Ao longo da semana, os jovens são também chamados a olhar para a sua própria fé. São acompanhados por um sacerdote e é-lhes proposto um tema diário. Têm a oportunidade de estar na presença de Jesus, através da missa diária, orações da manhã e da noite e meditações que lhes permitam aproximarem-se de Deus e melhor compreender o sentido da Missão.

Maria Oliveira, de 20 anos, aluna do terceiro ano de ciências do meio aquático, está na sua segunda missão e é chefe de serviço. Trata da logística, manutenção e limpeza dos espaços onde estão alojados e assegura-se que “todos os missionários têm as condições necessárias para poderem ir missionar lá para fora”. É um serviço “bastante cansativo, mas é muito gratificante”, refere à Renascença.

“As pessoas estão recetivas. Toda a gente gosta mesmo muito desta missão”

A Missão País termina, em Santa Marta de Penaguião, com uma peça de teatro preparada pelos universitários para toda a comunidade.

Beatriz Rocha, de 21 anos e aluna do curso de ciências farmacêuticas, é a chefe do teatro e explica que se trata de um presente dos jovens para a comunidade que os acolhe. “Tem toda uma história referente ao tema deste ano, à volta da samaritana, que envolve a água e um poço, tem uma parte de moral, mas também tem partes com piadas e engraçadas”, conta.

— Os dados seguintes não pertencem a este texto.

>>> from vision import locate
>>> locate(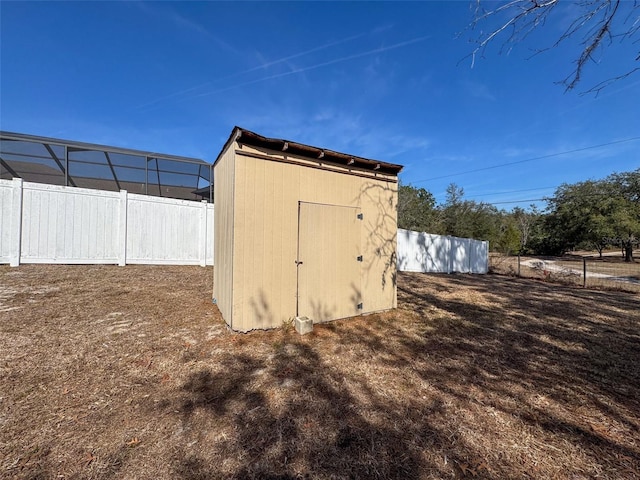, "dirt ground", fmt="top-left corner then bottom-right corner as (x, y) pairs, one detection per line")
(0, 265), (640, 480)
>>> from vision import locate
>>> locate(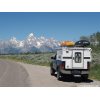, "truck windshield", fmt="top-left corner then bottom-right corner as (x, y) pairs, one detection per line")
(75, 52), (81, 63)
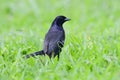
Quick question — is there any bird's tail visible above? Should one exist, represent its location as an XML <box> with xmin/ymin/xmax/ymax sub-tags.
<box><xmin>26</xmin><ymin>50</ymin><xmax>45</xmax><ymax>58</ymax></box>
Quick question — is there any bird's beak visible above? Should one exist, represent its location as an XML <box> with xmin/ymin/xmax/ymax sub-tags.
<box><xmin>65</xmin><ymin>18</ymin><xmax>71</xmax><ymax>21</ymax></box>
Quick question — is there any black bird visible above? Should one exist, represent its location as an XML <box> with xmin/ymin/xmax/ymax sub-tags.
<box><xmin>26</xmin><ymin>16</ymin><xmax>70</xmax><ymax>59</ymax></box>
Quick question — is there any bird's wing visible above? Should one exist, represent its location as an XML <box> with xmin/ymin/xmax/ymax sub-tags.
<box><xmin>44</xmin><ymin>31</ymin><xmax>65</xmax><ymax>53</ymax></box>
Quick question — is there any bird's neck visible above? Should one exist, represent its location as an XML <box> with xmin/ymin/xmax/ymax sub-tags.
<box><xmin>52</xmin><ymin>20</ymin><xmax>63</xmax><ymax>27</ymax></box>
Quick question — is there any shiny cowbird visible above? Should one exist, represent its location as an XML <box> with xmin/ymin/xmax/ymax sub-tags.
<box><xmin>26</xmin><ymin>16</ymin><xmax>70</xmax><ymax>59</ymax></box>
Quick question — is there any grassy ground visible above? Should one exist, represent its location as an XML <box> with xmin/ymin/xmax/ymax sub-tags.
<box><xmin>0</xmin><ymin>0</ymin><xmax>120</xmax><ymax>80</ymax></box>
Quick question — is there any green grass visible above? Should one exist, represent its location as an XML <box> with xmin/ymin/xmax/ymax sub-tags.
<box><xmin>0</xmin><ymin>0</ymin><xmax>120</xmax><ymax>80</ymax></box>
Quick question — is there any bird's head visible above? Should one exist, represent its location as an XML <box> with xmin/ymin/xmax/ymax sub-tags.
<box><xmin>53</xmin><ymin>16</ymin><xmax>70</xmax><ymax>26</ymax></box>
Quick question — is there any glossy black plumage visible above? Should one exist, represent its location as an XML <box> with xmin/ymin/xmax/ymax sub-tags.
<box><xmin>26</xmin><ymin>16</ymin><xmax>70</xmax><ymax>59</ymax></box>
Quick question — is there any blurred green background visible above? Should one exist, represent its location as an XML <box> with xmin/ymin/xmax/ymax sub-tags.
<box><xmin>0</xmin><ymin>0</ymin><xmax>120</xmax><ymax>80</ymax></box>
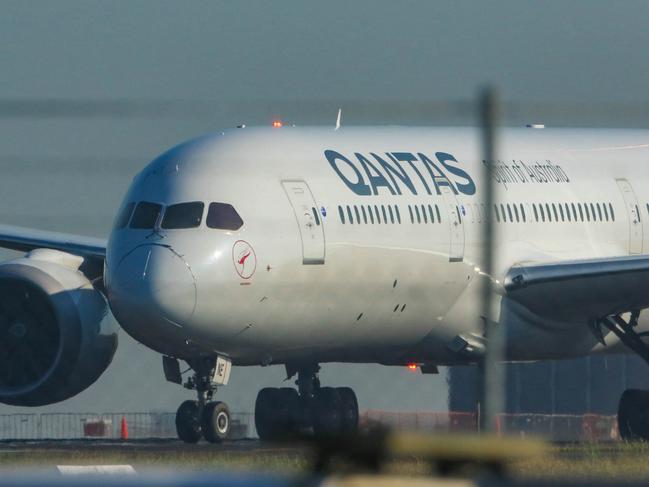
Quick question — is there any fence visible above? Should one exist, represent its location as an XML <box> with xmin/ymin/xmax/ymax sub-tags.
<box><xmin>0</xmin><ymin>412</ymin><xmax>255</xmax><ymax>440</ymax></box>
<box><xmin>361</xmin><ymin>410</ymin><xmax>619</xmax><ymax>441</ymax></box>
<box><xmin>0</xmin><ymin>409</ymin><xmax>619</xmax><ymax>441</ymax></box>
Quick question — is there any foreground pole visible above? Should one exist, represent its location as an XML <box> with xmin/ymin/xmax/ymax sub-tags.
<box><xmin>478</xmin><ymin>87</ymin><xmax>505</xmax><ymax>433</ymax></box>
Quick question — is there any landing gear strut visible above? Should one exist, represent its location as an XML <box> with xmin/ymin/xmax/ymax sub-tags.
<box><xmin>255</xmin><ymin>364</ymin><xmax>358</xmax><ymax>440</ymax></box>
<box><xmin>595</xmin><ymin>310</ymin><xmax>649</xmax><ymax>441</ymax></box>
<box><xmin>171</xmin><ymin>357</ymin><xmax>231</xmax><ymax>443</ymax></box>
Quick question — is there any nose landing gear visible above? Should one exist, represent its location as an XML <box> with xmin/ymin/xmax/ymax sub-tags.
<box><xmin>165</xmin><ymin>357</ymin><xmax>232</xmax><ymax>443</ymax></box>
<box><xmin>255</xmin><ymin>364</ymin><xmax>358</xmax><ymax>440</ymax></box>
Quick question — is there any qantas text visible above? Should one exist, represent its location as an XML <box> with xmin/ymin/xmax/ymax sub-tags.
<box><xmin>324</xmin><ymin>150</ymin><xmax>476</xmax><ymax>196</ymax></box>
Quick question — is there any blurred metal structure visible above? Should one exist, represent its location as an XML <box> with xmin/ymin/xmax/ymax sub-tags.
<box><xmin>478</xmin><ymin>87</ymin><xmax>505</xmax><ymax>433</ymax></box>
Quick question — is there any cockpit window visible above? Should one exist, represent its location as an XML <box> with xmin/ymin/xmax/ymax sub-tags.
<box><xmin>206</xmin><ymin>203</ymin><xmax>243</xmax><ymax>230</ymax></box>
<box><xmin>115</xmin><ymin>202</ymin><xmax>135</xmax><ymax>229</ymax></box>
<box><xmin>130</xmin><ymin>201</ymin><xmax>162</xmax><ymax>229</ymax></box>
<box><xmin>161</xmin><ymin>201</ymin><xmax>205</xmax><ymax>229</ymax></box>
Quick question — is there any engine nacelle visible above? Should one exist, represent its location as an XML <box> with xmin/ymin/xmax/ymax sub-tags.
<box><xmin>0</xmin><ymin>249</ymin><xmax>118</xmax><ymax>406</ymax></box>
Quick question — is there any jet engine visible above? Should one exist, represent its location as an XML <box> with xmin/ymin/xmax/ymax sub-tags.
<box><xmin>0</xmin><ymin>249</ymin><xmax>118</xmax><ymax>406</ymax></box>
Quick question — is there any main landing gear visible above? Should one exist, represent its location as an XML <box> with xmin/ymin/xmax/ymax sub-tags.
<box><xmin>591</xmin><ymin>310</ymin><xmax>649</xmax><ymax>441</ymax></box>
<box><xmin>255</xmin><ymin>364</ymin><xmax>358</xmax><ymax>440</ymax></box>
<box><xmin>163</xmin><ymin>357</ymin><xmax>231</xmax><ymax>443</ymax></box>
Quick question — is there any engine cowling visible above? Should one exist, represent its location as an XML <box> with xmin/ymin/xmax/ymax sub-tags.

A jovem universitária refere que preparar o teatro “às vezes, não é fácil, porque somos todos estudantes e não é de teatro, mas é um desafio para os atores, para eles próprios conseguirem superar esse medo de falar em público e de não terem medo de se expressarem”.

A jovem descreve a experiência de missão “única, incrível” e afirma que “toda a gente gosta mesmo muito desta missão”.

“Temos oportunidade de dar um pouco de nós aos outros, mas muito mais do que dar é o que nós recebemos da comunidade e notamos que este ano as pessoas estão mais recetivas, apoiam-nos em tudo, querem sempre participar nas nossas atividades e estão ansiosas que cheguemos perto delas”, conclui.

Os jovens da Missão País percorrem, durante uma semana, aldeias, lares e escolas e desenvolvem várias atividades como jogos, orações e teatro. A iniciativa não se limita aos estudantes católicos, há alunos sem vivência religiosa ou de outras religiões.

Para o padre António Luís, ao serviço da Igreja de Santa Marta de Penaguião, trata-se de uma iniciativa “muito oportuna para a população em geral e para a Igreja em particular”. “É um desafio para os jovens, sobretudo para os que estão organizados e colaboram nas tarefas das paróquias. E certamente continuará a dar frutos como já deu o ano passado”, sublinha o sacerdote.

A Missão País é um projeto católico que envolve milhares de jovens em todo o país, que aproveitam a pausa entre semestres para contactarem com comunidades espalhadas por Portugal.

Em 2019, a Missão País conta com a ajuda de 3.200 missionários divididos em 55 missões, todos com o lema “E se conhecesses o dom de Deus?”.